Share

Menghindari Adlan

Kamar indah yang tersusun rapi kini di depan mata. Ada hal yang membuatnya cukup berbinar seperti rasanya kembali kepada hal yang membuat terbang.

"Ah! Aku pulang!"

Bruk! Amala menjatuhkan dirinya ke atas kasur. Tidur dengan nyaman merasakan ketenangan yang teramat sangat.

Ada beberapa hal yang bermain dalam benaknyaa. Dia tahu, bahwa kenyamanan seperti ini tidak akan dirasakan olehnya dengan cukup lama. Pasalnya ini hanyalah salah satu syarat yang dia ajukan dengan sahabat papanya itu.
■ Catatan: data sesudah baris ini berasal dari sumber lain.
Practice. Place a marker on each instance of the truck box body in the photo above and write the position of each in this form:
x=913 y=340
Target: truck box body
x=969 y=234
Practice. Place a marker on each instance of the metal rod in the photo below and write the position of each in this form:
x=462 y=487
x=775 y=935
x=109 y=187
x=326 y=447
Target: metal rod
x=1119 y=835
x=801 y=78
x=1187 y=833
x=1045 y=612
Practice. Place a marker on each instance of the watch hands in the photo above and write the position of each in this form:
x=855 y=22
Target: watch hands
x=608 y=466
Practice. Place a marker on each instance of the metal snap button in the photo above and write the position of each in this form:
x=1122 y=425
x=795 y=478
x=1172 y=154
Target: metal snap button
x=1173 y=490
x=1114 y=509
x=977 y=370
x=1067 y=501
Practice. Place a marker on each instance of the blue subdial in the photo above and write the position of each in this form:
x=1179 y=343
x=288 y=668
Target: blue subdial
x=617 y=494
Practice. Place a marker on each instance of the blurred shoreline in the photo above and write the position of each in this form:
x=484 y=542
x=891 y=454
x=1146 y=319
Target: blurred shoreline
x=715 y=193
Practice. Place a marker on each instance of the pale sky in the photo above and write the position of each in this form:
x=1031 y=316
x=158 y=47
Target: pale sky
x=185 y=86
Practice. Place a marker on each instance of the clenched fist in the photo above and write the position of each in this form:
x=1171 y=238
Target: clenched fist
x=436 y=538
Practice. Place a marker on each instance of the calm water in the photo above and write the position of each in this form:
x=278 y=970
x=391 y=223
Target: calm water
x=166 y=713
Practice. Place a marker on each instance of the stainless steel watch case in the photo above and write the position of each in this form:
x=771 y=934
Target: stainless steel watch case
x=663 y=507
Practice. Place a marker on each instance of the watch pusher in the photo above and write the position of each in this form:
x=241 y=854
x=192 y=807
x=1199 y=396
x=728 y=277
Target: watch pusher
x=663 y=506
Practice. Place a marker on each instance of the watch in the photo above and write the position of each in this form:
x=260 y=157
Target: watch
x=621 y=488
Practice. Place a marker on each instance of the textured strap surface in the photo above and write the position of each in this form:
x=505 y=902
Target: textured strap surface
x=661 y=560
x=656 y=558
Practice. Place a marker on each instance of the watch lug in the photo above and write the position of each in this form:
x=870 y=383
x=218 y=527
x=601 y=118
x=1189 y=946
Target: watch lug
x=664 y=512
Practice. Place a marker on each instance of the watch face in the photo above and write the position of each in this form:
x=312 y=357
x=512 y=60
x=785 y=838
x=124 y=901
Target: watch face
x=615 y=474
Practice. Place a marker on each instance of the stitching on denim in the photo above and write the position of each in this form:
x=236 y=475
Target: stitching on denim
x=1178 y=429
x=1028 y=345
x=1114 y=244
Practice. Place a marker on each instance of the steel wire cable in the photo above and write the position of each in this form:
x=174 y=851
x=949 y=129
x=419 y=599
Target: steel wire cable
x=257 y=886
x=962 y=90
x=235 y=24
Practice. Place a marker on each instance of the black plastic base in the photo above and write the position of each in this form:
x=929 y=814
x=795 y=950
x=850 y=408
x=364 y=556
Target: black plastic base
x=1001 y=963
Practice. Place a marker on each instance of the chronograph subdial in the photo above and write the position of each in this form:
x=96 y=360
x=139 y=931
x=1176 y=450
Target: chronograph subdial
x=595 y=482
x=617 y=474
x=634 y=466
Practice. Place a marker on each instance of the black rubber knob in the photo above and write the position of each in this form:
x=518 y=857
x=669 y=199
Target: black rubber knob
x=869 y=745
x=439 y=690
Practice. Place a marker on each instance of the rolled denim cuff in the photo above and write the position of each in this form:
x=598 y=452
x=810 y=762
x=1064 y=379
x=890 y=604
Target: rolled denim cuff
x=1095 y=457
"Pokoknya aku harus cari cara supaya Pak Guru itu enggak lagi maksa aku pulang ke rumah dia. Aku harus tetap di sini!"

Amala memuaskan diri dengan tidur beberapa saat di kamar. Dia kemudian terbangun ketika melihat jam yang telah menunjukkan pukul dua siang.

Hari ini, dia baru sadar jika ada janji dengan dosen. Meskipun sudah tidak berniat lagi untuk menyelesaikan skripsinya itu, Amala mau tidak mau harus tetap menemui dosennya. Dia hanya tidak ingin pendidikannya itu terbengkalai tidak jelas.

Rasa lapar mendadak menggeroti dirinya. Amala merasa jika memang tubuhnya sudah meminta jatah makan siang. Tadi pagi bahkan dia tidak sempat untuk sarapan karena terburu-buru untuk segera pulang ke rumahnya.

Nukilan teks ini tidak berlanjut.